A lot of white in a photo does not do well on the internet, so I played around with the tonal contrasts.
If you’re not familiar with the famous pictures of the sailor grabbing a young woman and kissing her on news of V-J Day, 1945, there is one at the link. The Kissing Sailor, or “The Selective Blindness of Rape Culture”
Most of us are familiar with this picture. Captured in Times Square on V-J Day, 1945, it has become one of the most iconic photographs of American history, symbolizing the jubilation and exuberance felt throughout the country at the end of World War II.
For a long time, the identity of the pair remained a mystery. It certainly looks passionate and romantic enough, with many speculating that they were a couple – a sailor and a nurse, celebrating and sharing their joy. This year, however, historians have finally confirmed that the woman is Greta Zimmer Friedman, a dental nurse at the time, and George Mendonsa, a sailor.
Have a look at some articles about it. Do you get the feeling that something is not quite right?
A few facts have come to light. Far from being a kiss between a loving couple, we learn that George and Greta were perfect strangers. We learn that George was drunk, and that Greta had no idea of his presence, until she was in his arms, with his lips on hers.
The articles even give us Greta’s own words:
“It wasn’t my choice to be kissed. The guy just came over and grabbed!”

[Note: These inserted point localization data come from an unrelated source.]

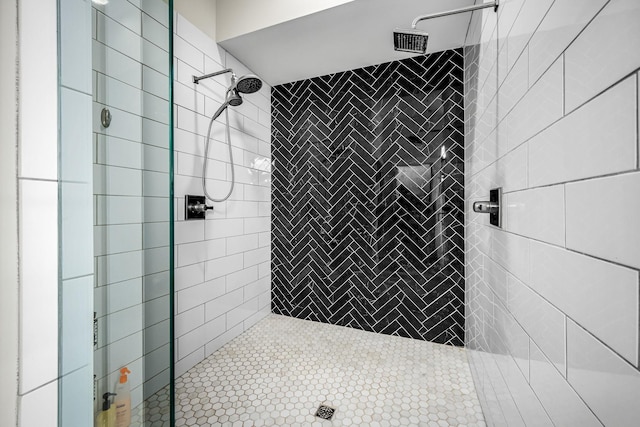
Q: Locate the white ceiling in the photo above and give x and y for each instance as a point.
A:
(353, 35)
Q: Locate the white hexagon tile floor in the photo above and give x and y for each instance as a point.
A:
(279, 371)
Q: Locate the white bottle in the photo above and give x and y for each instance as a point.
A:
(122, 402)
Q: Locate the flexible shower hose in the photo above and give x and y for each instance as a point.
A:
(206, 158)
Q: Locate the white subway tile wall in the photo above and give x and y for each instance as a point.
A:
(553, 297)
(223, 262)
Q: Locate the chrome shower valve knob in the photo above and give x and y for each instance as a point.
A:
(485, 207)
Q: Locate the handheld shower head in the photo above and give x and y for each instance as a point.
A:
(246, 84)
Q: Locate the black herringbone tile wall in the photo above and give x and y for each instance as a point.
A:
(367, 203)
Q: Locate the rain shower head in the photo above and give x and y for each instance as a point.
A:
(415, 41)
(411, 40)
(246, 84)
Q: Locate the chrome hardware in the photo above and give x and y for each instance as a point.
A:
(485, 207)
(492, 207)
(195, 207)
(105, 117)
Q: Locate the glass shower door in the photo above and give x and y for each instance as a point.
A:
(129, 217)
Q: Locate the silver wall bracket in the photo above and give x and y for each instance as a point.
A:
(195, 207)
(492, 207)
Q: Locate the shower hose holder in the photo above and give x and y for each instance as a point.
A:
(195, 207)
(492, 207)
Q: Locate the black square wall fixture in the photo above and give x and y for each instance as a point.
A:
(367, 203)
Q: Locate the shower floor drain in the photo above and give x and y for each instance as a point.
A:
(325, 412)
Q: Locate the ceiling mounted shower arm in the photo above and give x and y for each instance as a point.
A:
(217, 73)
(493, 4)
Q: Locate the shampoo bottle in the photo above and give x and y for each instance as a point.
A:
(107, 418)
(122, 401)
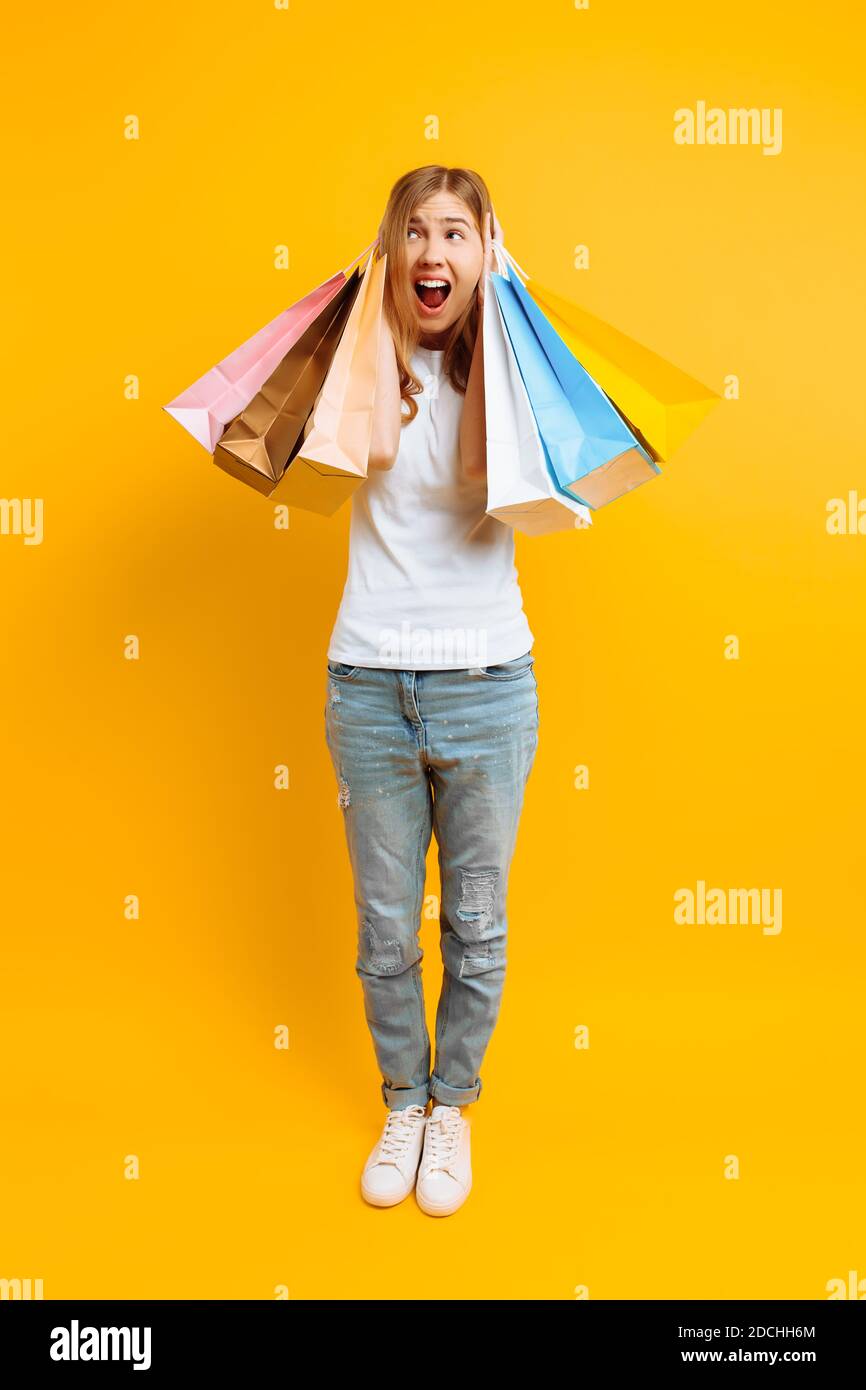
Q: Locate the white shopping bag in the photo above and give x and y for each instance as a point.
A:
(520, 485)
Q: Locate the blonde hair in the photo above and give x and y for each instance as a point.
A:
(398, 306)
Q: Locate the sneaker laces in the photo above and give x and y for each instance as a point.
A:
(441, 1141)
(399, 1130)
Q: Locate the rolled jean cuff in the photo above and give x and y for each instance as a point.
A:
(398, 1097)
(452, 1094)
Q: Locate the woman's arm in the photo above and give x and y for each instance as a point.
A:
(385, 438)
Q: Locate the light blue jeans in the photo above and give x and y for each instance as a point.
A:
(417, 752)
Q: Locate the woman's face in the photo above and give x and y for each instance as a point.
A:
(442, 245)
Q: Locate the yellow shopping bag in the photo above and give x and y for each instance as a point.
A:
(662, 403)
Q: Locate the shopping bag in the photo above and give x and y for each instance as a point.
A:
(332, 456)
(520, 487)
(662, 403)
(206, 407)
(259, 442)
(594, 452)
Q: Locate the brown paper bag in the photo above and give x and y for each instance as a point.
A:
(259, 442)
(332, 458)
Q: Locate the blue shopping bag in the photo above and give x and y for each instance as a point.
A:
(595, 456)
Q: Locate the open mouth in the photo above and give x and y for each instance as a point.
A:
(433, 292)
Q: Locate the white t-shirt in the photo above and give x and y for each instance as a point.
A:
(431, 578)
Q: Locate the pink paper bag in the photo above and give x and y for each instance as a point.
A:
(206, 407)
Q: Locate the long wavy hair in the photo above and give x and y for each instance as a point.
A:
(409, 191)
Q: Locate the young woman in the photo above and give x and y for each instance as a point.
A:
(431, 713)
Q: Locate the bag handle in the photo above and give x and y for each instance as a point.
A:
(356, 259)
(502, 253)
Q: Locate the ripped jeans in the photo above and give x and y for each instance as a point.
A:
(414, 752)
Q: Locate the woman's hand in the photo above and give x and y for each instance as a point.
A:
(488, 250)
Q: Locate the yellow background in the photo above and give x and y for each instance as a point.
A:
(599, 1168)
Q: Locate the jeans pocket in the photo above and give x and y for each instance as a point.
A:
(508, 670)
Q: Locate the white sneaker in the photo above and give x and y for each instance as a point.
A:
(389, 1172)
(445, 1176)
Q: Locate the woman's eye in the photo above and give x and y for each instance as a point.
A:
(452, 231)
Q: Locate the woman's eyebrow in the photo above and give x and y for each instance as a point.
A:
(420, 220)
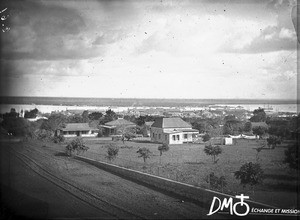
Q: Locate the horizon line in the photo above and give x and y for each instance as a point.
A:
(258, 99)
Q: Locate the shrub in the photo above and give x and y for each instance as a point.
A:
(206, 137)
(112, 152)
(213, 151)
(58, 139)
(250, 174)
(43, 134)
(292, 156)
(76, 145)
(163, 148)
(216, 182)
(145, 153)
(273, 141)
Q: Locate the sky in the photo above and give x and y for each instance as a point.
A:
(185, 49)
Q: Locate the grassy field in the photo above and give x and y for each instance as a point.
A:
(189, 164)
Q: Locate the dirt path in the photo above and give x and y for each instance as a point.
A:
(39, 182)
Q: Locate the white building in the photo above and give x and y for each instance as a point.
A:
(78, 129)
(172, 131)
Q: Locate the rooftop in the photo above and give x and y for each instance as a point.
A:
(78, 127)
(120, 122)
(170, 123)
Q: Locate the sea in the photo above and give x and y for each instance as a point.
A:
(50, 104)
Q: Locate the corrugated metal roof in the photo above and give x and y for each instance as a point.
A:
(78, 127)
(259, 124)
(119, 122)
(170, 123)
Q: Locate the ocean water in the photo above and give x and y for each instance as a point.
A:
(48, 105)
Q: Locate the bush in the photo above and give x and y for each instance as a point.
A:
(206, 137)
(216, 182)
(292, 156)
(145, 153)
(76, 145)
(213, 151)
(112, 152)
(273, 141)
(58, 139)
(44, 135)
(163, 148)
(250, 174)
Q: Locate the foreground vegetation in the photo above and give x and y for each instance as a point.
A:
(189, 163)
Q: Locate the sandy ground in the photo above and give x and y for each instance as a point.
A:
(37, 181)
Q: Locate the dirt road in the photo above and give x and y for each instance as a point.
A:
(36, 181)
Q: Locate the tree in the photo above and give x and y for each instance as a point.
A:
(145, 153)
(110, 115)
(112, 152)
(58, 138)
(250, 174)
(163, 148)
(18, 127)
(11, 114)
(55, 121)
(259, 115)
(292, 156)
(258, 150)
(259, 131)
(31, 114)
(85, 116)
(76, 145)
(216, 182)
(213, 151)
(232, 125)
(248, 127)
(95, 116)
(273, 141)
(206, 137)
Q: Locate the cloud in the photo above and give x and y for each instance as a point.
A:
(45, 32)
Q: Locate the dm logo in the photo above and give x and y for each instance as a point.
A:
(228, 203)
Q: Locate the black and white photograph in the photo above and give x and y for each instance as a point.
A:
(149, 109)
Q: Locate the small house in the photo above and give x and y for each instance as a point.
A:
(172, 131)
(77, 129)
(117, 126)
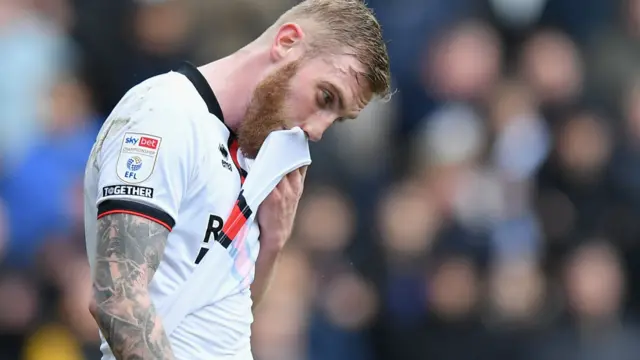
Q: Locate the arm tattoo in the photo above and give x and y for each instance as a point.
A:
(128, 254)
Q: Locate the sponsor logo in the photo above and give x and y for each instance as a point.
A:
(131, 140)
(223, 151)
(138, 157)
(227, 165)
(134, 163)
(148, 142)
(127, 190)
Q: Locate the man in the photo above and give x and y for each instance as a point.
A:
(169, 162)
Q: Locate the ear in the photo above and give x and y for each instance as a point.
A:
(288, 39)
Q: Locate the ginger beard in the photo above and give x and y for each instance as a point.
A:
(266, 111)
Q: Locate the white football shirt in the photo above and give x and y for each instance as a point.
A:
(165, 154)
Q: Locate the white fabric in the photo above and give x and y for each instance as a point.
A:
(282, 153)
(193, 179)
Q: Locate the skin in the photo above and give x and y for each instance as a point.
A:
(129, 252)
(323, 90)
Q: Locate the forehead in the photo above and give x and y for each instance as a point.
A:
(343, 71)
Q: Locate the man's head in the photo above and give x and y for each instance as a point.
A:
(327, 61)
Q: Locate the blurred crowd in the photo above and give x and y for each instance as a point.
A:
(490, 210)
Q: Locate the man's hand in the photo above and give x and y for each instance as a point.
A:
(277, 212)
(275, 217)
(129, 251)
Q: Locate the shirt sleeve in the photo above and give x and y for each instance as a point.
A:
(144, 168)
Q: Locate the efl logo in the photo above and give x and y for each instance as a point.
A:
(148, 142)
(131, 140)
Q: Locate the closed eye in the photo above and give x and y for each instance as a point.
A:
(326, 99)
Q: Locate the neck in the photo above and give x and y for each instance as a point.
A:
(233, 80)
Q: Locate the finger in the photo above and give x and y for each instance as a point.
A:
(295, 176)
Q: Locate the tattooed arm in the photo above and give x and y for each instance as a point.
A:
(128, 254)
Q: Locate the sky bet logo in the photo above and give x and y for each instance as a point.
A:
(142, 141)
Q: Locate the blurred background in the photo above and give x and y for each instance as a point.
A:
(491, 210)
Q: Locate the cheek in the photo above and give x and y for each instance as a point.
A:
(300, 107)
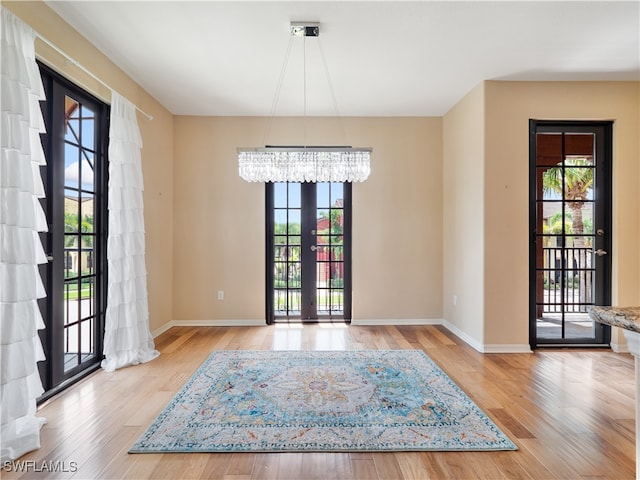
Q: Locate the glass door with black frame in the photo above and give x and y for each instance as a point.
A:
(308, 252)
(75, 203)
(570, 221)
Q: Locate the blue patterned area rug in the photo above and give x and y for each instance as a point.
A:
(320, 401)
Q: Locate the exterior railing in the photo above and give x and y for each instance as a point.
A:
(568, 279)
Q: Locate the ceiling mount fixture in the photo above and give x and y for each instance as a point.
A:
(304, 163)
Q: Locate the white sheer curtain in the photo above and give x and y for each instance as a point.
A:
(127, 340)
(21, 218)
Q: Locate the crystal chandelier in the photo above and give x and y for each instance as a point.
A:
(304, 163)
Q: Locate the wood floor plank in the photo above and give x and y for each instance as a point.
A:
(571, 412)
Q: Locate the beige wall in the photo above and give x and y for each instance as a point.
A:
(509, 106)
(157, 134)
(463, 179)
(444, 213)
(219, 218)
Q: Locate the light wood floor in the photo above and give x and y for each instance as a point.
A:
(571, 412)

“I did not see him approaching, and before I knew it, I was in this vice grip. [sic]“
“You don’t forget this guy grabbing you.”
“That man was very strong. I wasn’t kissing him. He was kissing me.”
It seems pretty clear, then, that what George had committed would be considered sexual assault by modern standards. Yet, in an amazing feat of willful blindness, none of the articles comment on this, even as they reproduce Greta’s words for us. Without a single acknowledgement of the problematic nature of the photo that her comments reveal, they continue to talk about the picture in a whimsical, reverent manner, “still mesmerized by his timeless kiss.” George’s actions are romanticized and glorified; it is almost as if Greta had never spoken.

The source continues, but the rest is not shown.